Antibodies, Flow cytometry and FACS sorting
Flow cytometry and fluorescence activated cell sorting was performed as described 5,18]. Labeled anti-CD4 (RM4-5), anti-CD8 (Ly-2), anti-CD44 (pgp-1), anti-CD62L (MEL14) and anti-Foxp3 (FJK-16s) antibodies were from eBioscience, Biolegend or BD Biosciences. FoxP3 staining was performed using a commercially available FoxP3 staining kit (eBioscience). Stained cells were analyzed with a FACS Calibur and CELLQuest software or on an LSR II and FACSDiva (BD Biosciences) for acquisition. Subsequent analysis was performed using FlowJo (TreeStar). T cells were sorted with a MoFlo high-speed cell sorter (DakoCytomation)

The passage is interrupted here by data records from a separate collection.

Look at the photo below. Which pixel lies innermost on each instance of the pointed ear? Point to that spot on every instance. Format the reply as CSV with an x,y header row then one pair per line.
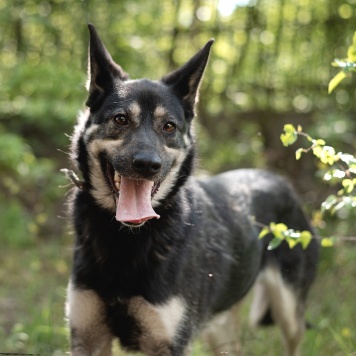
x,y
186,80
102,70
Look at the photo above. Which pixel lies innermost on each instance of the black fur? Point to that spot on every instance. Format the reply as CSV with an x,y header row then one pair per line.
x,y
204,247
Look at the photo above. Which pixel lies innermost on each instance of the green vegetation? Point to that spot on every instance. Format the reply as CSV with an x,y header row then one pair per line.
x,y
270,67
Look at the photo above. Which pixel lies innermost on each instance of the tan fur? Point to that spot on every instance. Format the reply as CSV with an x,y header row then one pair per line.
x,y
271,291
159,323
84,311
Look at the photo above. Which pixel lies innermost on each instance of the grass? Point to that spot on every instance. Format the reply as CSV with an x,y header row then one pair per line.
x,y
32,293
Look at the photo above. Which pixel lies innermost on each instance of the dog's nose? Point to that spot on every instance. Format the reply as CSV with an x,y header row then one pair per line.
x,y
145,163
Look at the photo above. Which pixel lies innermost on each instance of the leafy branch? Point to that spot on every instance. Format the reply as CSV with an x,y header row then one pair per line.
x,y
342,167
282,233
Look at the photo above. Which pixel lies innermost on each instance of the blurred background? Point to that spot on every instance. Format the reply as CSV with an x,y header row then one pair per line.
x,y
270,65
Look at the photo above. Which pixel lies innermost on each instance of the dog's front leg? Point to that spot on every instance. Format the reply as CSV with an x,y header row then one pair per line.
x,y
86,314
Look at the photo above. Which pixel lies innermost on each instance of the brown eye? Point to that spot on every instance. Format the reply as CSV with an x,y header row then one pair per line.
x,y
169,127
120,119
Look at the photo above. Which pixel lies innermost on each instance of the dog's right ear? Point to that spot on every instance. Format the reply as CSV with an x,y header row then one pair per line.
x,y
103,72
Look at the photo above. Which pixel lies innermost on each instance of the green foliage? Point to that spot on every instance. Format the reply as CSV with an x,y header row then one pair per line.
x,y
348,66
282,233
342,171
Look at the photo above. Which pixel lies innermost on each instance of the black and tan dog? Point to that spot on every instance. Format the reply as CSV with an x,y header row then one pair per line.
x,y
159,253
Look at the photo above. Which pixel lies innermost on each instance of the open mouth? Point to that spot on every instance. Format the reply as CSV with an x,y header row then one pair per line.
x,y
133,197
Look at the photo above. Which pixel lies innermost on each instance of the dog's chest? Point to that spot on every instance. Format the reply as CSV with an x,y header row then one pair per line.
x,y
145,326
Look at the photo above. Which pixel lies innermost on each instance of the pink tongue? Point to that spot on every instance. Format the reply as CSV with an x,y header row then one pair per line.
x,y
134,202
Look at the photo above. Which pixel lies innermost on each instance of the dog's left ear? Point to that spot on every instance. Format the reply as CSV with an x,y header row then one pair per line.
x,y
185,81
103,72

Treg expansion conditions:
Treg were sorted on a MoFlo (Dako Cytomation) as CD4+CD8GFP/YFP+ lymphocytes and expanded using Dynabeads coated with anti-CD3 and anti-CD28 (Invitrogen) in the presence of 2000U human IL-2/ml as described 49]. Cell to bead ratio was 1[ratio]1. Cell culture medium was DMEM containing 10% (vol/vol) heat-inactivated fetal bovine serum (Biosource International), nonessential amino acids, 0.5 mM sodium pyruvate, 5 mM HEPES, pH 7.4, 1 mM GlutaMAX I (all from Invitrogen) and 55 µM ß-mercaptoethanol (Sigma-Aldrich)).
Histology
Lungs and livers were fixed in 10% formalin overnight. After washing in PBS tissues were dehydrated in 40% Ethanol for 5′, then kept in 70% Ethanol until paraffin embedding. Paraffin embedding was done using a Leica tissue processor. Tissues were then stained with hematoxylin and eosin.
Statistics
For statistical analysis Prism 5.0 (GraphPad Software) was used. * denotes p≤0.05, **denotes p≤0.01, ***denotes p≤0.001, **** denotes p≤0.0001. Differences between groups were considered statistically significant if the null hypothesis was rejected by a p value of ≤5%.
Acknowledgments
Dorothy Fuentes for expert animal husbandry and Shuwei Jiang for cell sorting. Members of the Bluestone, Abbas and Anderson labs, Mike McManus, Mark Ansel and the UCSF miRNA in lymphocyte group for scientific discussions.
Funding Statement
This work was supported by National Institutes of Health (www.nih.gov) Grants P01 AI35297 and U19 AI056388 (JAB), P30 DK63720 (for core support), and a Scholar Award from the Juvenile Diabetes Research Foundation (www.jdrf.org), JDRF 16-2008-643 (JAB). LTJ was supported by the Swiss National Science Foundation (www.snf.ch) (PBBSB-118644), and the Swiss Foundation for Grants in Biology and Medicine (SFGBM)/SNSF (PASMP3-124274/1), the Roche Research Foundation and the Novartis Foundation formerly Ciba-Geigy Jubilee Foundation (http://www.jubilaeumsstiftung.novartis.com). XZ was supported by an ADA Mentor-Based Award (www.diabetes.org). The funders had no role in study design, data collection and analysis, decision to publish, or preparation of the manuscript.